Pour danser dans la rue, pour la peur d’un baiser, pour ma sœur, ta sœur, nos sœurs…” À l’image de la chanson Baraye de l’artiste Shervin Hajipour, devenue l’hymne des manifestations, il y a quelque chose de “très beau” dans le soulèvement qui dure depuis le 16 septembre en Iran, souligne Marjane Satrapi : “C’est la première révolution féministe du monde qui est soutenue par les hommes.”

Artiste iranienne expatriée en France depuis de nombreuses années, Marjane Satrapi est l’autrice de Persepolis, bande dessinée autobiographique sur sa jeunesse en Iran, et de plusieurs longs-métrages. Elle suit de près le soulèvement de la population iranienne, porté selon elle par une “jeunesse brillante”.

“Ils n’ont pas peur, contrairement à notre génération, traumatisée par la révolution et la guerre. On avait vraiment sous-estimé cette jeunesse en les pensant plus cons que nous, ce n’est absolument pas vrai.

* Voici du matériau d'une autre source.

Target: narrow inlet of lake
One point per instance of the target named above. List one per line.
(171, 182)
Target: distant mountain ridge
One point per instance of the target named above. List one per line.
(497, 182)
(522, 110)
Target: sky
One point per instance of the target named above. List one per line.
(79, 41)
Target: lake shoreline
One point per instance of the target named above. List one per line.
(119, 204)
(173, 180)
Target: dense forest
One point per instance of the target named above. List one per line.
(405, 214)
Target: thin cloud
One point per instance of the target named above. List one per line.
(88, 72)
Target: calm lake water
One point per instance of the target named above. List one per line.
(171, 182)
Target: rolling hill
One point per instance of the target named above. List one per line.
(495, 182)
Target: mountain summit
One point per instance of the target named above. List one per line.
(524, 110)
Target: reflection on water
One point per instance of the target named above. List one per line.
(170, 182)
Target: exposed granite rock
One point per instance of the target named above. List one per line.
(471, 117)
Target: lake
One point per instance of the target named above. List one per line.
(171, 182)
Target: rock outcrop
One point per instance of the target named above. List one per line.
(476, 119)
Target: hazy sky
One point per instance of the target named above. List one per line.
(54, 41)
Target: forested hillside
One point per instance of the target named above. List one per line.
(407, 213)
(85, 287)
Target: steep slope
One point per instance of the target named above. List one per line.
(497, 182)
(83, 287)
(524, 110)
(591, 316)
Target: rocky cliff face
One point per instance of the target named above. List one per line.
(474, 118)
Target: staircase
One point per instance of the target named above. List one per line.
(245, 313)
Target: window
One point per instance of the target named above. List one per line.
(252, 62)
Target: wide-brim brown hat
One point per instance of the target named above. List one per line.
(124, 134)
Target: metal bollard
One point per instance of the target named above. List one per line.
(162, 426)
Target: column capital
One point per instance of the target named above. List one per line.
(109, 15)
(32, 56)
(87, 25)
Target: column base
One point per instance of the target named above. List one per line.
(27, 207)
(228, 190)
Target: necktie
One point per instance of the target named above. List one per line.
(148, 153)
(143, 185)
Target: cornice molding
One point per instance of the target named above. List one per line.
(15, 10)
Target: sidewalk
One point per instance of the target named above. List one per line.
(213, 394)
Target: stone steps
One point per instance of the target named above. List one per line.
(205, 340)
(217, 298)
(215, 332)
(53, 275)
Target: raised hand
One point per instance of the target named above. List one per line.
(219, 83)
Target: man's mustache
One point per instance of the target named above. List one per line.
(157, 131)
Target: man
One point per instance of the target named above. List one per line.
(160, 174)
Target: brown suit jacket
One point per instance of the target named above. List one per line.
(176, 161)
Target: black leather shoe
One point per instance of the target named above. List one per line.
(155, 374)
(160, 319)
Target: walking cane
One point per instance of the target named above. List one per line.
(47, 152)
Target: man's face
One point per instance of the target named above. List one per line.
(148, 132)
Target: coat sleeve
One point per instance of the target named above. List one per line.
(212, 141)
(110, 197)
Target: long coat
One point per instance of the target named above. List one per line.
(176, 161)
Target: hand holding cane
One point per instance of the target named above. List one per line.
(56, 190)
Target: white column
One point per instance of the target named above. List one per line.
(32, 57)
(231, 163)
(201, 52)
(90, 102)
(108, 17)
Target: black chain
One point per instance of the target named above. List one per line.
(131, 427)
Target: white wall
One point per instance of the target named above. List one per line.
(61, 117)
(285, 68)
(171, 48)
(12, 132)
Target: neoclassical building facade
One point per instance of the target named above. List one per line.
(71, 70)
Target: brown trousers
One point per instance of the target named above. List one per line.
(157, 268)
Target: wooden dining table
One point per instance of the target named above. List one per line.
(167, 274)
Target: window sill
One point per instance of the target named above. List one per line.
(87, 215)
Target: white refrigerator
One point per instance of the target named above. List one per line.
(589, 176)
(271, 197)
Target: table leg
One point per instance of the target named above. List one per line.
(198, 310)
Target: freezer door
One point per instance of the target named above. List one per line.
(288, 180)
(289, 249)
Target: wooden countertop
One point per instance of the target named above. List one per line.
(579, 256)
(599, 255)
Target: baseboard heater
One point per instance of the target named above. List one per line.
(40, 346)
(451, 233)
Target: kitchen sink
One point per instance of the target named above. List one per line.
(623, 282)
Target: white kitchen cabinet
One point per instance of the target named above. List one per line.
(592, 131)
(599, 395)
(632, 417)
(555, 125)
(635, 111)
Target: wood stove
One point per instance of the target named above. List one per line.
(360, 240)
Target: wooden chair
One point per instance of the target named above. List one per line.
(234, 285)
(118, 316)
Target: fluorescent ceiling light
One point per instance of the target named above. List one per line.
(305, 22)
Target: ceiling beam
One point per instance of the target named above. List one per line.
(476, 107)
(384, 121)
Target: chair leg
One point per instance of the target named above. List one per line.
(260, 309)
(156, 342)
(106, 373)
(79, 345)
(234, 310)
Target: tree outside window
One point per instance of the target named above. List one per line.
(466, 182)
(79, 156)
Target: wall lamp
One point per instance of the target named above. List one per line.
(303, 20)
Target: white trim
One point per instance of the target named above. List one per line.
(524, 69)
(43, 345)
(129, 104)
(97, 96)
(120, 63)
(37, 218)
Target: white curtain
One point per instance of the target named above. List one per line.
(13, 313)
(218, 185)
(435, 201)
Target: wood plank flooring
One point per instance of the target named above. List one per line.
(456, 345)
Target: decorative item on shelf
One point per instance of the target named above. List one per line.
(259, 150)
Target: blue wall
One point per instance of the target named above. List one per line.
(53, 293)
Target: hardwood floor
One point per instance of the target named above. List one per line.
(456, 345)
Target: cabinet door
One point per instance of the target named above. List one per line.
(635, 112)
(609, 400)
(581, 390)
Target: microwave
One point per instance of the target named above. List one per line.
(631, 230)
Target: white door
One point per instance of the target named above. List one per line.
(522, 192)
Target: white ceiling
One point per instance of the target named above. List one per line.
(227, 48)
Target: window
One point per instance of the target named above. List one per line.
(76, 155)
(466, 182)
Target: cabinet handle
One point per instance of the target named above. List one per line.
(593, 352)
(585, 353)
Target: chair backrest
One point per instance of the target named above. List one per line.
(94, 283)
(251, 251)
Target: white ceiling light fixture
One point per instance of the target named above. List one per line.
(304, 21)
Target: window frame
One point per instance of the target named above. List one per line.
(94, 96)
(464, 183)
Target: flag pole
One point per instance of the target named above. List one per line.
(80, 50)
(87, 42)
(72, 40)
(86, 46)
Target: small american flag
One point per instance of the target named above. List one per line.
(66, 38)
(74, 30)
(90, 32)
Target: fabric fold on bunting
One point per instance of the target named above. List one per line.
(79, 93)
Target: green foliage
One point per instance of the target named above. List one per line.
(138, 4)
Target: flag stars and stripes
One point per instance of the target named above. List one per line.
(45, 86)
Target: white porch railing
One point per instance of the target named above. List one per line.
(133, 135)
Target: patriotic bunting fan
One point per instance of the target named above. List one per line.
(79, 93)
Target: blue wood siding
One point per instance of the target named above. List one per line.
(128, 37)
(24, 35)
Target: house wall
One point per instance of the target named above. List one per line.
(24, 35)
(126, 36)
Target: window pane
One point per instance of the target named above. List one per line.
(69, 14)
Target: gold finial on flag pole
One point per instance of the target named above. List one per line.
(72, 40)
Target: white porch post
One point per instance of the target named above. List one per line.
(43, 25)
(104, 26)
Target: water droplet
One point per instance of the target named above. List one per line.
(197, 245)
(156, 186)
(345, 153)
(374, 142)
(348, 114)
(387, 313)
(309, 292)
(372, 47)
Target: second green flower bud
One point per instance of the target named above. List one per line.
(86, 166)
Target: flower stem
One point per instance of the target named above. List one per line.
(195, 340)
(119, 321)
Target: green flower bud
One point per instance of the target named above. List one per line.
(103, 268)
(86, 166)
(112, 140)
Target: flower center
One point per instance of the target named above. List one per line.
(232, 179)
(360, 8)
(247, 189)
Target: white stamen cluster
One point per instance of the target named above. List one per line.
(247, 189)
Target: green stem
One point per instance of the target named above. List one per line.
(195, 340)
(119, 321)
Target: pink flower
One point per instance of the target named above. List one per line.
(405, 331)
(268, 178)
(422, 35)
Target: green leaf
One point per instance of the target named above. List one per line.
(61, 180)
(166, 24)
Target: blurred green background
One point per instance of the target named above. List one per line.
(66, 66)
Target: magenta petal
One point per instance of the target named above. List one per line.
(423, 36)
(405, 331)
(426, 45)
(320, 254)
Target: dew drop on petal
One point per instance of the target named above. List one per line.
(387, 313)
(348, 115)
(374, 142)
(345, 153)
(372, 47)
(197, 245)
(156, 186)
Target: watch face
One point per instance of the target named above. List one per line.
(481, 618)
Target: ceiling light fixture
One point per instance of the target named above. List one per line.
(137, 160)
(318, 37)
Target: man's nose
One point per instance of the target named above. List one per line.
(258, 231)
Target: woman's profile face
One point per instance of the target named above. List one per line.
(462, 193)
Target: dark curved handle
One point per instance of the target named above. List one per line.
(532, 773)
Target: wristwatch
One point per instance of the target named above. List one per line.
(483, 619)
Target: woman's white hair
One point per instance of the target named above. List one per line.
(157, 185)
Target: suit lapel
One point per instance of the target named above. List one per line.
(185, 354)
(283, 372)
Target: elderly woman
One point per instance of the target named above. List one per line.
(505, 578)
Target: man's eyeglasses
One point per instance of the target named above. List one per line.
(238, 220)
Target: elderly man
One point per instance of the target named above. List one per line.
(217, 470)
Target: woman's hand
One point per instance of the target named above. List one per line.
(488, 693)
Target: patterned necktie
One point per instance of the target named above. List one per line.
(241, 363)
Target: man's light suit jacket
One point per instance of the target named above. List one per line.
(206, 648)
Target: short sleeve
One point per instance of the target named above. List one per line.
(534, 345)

Ils lisent de vrais livres, savent très bien écrire et ne sont vraiment pas sexistes !”

Des artistes iraniens, comme les rappeurs Toomaj Salehi et Saman Yasin, ou encore l’actrice Taraneh Allidousti, ont pris la parole pour soutenir la révolte. Les deux premiers risquent la peine de mort, et la troisième, qui s’est affichée sans voile, “ne pourra plus travailler à cause de cette photo”. Autant de prises de parole qui montrent l’importance du mouvement.

Après deux mois et demi de manifestations, le procureur général iranien, Mohammad Montazeri, a annoncé le 3 décembre l’abolition de la police des mœurs, chargée notamment de faire appliquer les règles sur l’obligation du port du voile. Une annonce rapidement démentie par la télévision d’État et plusieurs officiels iraniens, et qui plus est loin de suffire à éteindre la colère.

Pour Marjane Satrapi, la population ne s’apaisera pas tant que le régime ne sera pas tombé, et l’Iran a atteint un point de non-retour.

“La République islamique est morte, et ils le savent. Les femmes ont commencé à pousser ce gros cadavre puant, et elles ont été rejointes par les hommes : c’est la beauté [de cette révolution]. On ne sait pas combien de temps cela va prendre, mais c’est fini pour [les mollahs] et ils le savent. J’en suis convaincue.”